# Beau the Magic Poodle's Miami for Summer 2012



## LEUllman (Feb 1, 2010)

Beau got groomed today, and boy did he need it! He had to miss his last appointment, which meant going seven weeks between grooms. (He did have a bath in the middle, though.) He was so fluffy before, and so svelte now, my daughter came home from school and said "Where is the rest of him?" 

I can hardly wait to watch those poms bop along when we go on tonight's walk . . . .


----------



## Countryboy (May 16, 2011)

LEUllman said:


> I can hardly wait to watch those poms bop along when we go on tonight's walk . . . .

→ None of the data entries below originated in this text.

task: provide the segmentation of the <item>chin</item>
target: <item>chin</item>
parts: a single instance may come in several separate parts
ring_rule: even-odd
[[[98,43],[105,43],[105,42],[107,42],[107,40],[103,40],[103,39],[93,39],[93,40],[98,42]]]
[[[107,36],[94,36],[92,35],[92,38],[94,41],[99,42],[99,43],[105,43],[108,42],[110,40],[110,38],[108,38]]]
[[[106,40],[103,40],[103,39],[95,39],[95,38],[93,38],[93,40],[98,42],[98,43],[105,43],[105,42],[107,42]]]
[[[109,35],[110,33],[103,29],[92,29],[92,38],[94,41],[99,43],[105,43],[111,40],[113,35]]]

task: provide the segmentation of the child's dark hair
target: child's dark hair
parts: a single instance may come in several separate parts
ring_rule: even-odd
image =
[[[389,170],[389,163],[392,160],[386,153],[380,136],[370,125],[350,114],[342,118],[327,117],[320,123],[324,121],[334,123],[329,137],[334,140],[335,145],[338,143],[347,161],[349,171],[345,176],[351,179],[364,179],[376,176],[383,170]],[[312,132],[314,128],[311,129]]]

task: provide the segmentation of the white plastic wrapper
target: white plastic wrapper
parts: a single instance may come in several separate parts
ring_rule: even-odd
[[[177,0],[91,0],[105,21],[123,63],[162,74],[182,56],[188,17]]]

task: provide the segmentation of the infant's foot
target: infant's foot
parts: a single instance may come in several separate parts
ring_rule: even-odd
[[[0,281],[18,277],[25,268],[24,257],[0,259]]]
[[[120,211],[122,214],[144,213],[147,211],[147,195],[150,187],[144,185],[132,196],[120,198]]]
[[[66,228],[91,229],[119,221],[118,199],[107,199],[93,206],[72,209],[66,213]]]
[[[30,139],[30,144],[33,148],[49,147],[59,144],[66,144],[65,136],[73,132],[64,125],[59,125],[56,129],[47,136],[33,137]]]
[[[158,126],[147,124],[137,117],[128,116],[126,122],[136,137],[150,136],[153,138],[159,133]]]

I think he'll be turning a LOT of heads!


----------



## schnauzerpoodle (Apr 21, 2010)

Beau is so handsome! Nickel will be getting his Miami trim next week.


----------



## ArreauStandardPoodle (Sep 1, 2009)

Beau is such a handsome little dude! He looks terrific!


----------



## liljaker (Aug 6, 2011)

Ok, so perhaps that is what my boy Sunny might look like in a Miami, eh? I think they are somewhat similarly sized ---- Beau looks just great!!!! My groomer really does not like the Miami, but I will get one for sure!


----------



## petitpie (Nov 16, 2011)

Beau always looks fabulous and very fabulous, now! I love your stories about him, too.


----------



## sandooch (Jan 20, 2011)

I've always love Beau in his Miami. I'll bet he feel nice and cool now.


----------



## annadee (May 15, 2012)

What a gorgeous boy, can definitely picture him proudly strutting his stuff on his walk!


----------